Perplexities, Paradoxes, and Power of Factor Analysis
December 6th @ 1:00 pm - 1:50 pm

Department of Epidemiology Seminar Series
Speaker:
Tyler J. VanderWeele, PhD
John L. Loeb and Frances Lehman Professor of Epidemiology
Department of Epidemiology, Harvard T.H. Chan School of Public Health
Open to the public
Factor analysis is often employed to evaluate the extent to which a single factor suffices to explain the variation in the individual indicators, or alternatively to identify clusters of indicators that are strongly correlated with one another. However, the conclusions drawn from factor analysis often extend beyond what statistical analyses have in fact established. Often the resulting factors are each interpreted as corresponding to a structural univariate latent variable that is itself causally efficacious. I show that this assumption is in fact so strong that it has empirically testable implications, even though the supposed latent variable is unobserved; statistical tests are proposed that can often reject this underlying assumption. Factor analysis also suffers from the inability to distinguish between associations arising from causal versus conceptual relations, and if two supposed factors were to causally affect one another then, in many settings, over time, the process will converge to a factor model wherein only a single factor can be detected if one uses a single wave of data.
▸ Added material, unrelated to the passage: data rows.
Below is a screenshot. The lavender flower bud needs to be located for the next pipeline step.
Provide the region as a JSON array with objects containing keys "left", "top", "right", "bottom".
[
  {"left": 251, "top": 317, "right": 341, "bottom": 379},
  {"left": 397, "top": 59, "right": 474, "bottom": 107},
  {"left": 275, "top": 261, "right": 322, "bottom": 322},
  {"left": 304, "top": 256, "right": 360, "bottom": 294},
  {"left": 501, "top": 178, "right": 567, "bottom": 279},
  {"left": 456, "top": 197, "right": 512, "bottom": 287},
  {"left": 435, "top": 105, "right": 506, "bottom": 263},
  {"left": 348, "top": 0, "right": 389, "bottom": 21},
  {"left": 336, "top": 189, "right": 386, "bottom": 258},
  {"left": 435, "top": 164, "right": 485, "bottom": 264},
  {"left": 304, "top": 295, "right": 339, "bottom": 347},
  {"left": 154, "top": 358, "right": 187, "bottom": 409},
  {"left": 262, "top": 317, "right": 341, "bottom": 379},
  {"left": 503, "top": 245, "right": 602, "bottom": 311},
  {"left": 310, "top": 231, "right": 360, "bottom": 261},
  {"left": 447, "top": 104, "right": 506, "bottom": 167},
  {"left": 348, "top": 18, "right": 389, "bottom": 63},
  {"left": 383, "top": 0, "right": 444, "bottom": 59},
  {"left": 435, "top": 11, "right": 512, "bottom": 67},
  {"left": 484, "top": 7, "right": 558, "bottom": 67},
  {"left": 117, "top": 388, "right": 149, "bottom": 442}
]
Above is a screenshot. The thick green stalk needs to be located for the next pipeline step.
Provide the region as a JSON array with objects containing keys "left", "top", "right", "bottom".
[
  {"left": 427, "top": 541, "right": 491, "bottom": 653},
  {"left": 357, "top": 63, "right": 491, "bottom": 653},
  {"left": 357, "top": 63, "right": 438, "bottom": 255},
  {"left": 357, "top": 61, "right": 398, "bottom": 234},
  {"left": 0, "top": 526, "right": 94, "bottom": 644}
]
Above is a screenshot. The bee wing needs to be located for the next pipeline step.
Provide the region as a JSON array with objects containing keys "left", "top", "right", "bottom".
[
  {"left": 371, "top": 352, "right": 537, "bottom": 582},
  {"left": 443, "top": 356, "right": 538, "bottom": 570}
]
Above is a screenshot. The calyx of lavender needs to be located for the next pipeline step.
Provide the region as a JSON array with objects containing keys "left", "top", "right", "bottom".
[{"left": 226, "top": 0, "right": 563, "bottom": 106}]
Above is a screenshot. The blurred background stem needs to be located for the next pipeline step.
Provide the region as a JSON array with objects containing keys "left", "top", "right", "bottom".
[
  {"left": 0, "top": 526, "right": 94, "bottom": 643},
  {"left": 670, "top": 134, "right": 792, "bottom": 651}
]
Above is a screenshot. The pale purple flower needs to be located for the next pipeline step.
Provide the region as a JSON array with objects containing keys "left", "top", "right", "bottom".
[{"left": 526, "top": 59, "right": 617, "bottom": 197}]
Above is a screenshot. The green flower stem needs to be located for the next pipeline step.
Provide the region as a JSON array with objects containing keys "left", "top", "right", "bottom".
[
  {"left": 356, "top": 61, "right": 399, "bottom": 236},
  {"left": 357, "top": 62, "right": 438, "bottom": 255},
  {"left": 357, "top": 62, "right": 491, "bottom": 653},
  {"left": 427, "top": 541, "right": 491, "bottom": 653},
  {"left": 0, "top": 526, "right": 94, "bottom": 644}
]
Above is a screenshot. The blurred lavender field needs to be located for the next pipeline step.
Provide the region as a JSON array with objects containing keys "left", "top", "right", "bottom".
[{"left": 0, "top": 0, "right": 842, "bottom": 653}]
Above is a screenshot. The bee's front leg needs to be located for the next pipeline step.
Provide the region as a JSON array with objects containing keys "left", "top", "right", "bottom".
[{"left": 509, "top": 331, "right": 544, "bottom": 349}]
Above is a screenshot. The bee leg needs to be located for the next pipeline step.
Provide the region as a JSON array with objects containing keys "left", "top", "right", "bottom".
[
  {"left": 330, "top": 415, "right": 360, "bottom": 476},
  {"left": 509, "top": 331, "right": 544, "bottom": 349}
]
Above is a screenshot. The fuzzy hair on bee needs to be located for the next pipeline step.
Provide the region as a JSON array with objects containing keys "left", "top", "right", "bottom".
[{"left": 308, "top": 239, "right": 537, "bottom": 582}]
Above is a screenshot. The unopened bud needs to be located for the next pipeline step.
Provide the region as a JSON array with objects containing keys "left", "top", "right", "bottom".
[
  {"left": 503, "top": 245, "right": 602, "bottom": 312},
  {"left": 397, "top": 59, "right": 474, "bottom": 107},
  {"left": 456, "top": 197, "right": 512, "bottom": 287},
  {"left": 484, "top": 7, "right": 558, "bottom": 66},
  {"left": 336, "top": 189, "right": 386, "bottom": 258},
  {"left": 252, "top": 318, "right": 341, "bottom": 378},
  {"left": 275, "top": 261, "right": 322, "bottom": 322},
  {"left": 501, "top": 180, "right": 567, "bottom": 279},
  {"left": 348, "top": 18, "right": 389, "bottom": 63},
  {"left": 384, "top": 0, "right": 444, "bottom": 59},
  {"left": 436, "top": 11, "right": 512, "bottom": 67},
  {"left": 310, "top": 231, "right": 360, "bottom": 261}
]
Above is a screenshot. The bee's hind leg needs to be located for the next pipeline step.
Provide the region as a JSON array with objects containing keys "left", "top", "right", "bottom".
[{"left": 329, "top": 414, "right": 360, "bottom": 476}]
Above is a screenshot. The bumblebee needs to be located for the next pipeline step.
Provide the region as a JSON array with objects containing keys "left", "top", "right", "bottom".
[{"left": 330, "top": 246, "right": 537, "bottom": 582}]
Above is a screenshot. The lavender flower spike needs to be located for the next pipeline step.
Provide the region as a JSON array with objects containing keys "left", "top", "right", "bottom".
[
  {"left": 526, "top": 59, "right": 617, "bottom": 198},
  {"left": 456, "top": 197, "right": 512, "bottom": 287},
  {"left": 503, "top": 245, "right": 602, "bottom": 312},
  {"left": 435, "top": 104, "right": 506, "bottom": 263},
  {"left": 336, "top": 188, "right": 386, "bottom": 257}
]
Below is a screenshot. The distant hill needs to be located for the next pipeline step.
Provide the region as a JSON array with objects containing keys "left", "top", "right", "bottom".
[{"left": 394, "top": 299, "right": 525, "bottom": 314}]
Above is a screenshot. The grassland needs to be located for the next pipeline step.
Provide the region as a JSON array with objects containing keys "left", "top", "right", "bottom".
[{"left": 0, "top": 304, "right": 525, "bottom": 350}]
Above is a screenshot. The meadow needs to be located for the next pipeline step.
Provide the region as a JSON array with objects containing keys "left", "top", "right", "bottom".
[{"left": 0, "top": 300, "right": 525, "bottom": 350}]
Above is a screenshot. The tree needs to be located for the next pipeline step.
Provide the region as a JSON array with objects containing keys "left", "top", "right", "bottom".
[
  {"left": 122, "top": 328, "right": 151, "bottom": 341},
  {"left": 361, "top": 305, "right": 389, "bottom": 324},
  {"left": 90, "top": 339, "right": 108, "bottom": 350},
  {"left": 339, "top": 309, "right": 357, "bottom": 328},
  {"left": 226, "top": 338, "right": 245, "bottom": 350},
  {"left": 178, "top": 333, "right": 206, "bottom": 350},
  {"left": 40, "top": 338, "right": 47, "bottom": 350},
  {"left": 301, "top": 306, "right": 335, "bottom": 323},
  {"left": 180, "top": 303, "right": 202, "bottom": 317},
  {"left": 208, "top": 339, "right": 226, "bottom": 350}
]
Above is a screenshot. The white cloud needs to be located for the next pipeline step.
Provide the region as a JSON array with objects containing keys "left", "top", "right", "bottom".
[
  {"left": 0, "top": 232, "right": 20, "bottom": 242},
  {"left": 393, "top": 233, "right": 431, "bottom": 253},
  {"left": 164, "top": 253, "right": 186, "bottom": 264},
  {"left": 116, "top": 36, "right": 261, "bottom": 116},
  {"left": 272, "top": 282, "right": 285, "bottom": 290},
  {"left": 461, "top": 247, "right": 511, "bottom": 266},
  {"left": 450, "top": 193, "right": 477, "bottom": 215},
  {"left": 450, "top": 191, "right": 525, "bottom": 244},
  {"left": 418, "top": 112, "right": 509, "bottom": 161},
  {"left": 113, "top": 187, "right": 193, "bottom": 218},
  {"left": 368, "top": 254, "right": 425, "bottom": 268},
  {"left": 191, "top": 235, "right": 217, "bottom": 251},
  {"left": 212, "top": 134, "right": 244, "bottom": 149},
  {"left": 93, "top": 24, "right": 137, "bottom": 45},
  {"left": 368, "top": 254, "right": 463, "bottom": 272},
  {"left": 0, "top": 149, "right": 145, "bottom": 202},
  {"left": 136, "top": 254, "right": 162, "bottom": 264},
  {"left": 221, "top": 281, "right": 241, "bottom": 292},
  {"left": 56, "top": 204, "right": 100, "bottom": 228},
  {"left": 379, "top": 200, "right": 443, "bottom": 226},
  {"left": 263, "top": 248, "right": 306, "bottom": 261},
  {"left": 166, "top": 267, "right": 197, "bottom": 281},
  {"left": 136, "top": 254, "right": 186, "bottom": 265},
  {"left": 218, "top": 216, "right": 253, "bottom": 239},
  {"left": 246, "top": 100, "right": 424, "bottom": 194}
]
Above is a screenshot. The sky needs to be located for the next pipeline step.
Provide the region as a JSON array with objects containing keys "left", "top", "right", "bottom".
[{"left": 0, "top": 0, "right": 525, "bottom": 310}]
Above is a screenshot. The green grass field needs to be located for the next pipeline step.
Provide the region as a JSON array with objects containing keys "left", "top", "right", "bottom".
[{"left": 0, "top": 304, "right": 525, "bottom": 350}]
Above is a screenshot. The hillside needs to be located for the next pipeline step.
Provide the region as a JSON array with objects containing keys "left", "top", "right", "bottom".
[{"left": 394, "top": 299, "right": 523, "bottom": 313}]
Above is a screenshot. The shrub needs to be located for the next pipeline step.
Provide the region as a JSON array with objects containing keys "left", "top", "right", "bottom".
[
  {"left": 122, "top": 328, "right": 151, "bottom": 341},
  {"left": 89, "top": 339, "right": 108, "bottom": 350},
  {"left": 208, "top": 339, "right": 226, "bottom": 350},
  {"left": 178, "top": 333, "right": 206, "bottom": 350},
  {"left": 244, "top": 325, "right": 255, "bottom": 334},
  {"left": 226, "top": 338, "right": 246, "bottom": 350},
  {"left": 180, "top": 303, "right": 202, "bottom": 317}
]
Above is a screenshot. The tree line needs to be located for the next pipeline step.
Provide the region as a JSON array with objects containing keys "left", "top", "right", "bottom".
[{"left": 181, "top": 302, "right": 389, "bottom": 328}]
Factor analysis further suffers from the problem that if different indicators are used to assess different portions of the distribution of an underlying univariate latent variable (as might arise from the use of negatively worded items in surveys), then factor analysis can suggest that two factors are present even though the data are in fact generated by only one. Examples of each these various phenomena are given from the psychology and biomedical literature concerning causal relations between depression and anxiety, differential associations with mortality of various indicators of life satisfaction, and supposedly different factors corresponding to optimism and pessimism. Despite these severe limitations, factor analyses, perhaps paradoxically, can nevertheless often be very informative, but the phenomena above require an appropriate reinterpretation of factor analysis results as reflecting a combination of causal, conceptual, and distributional relations.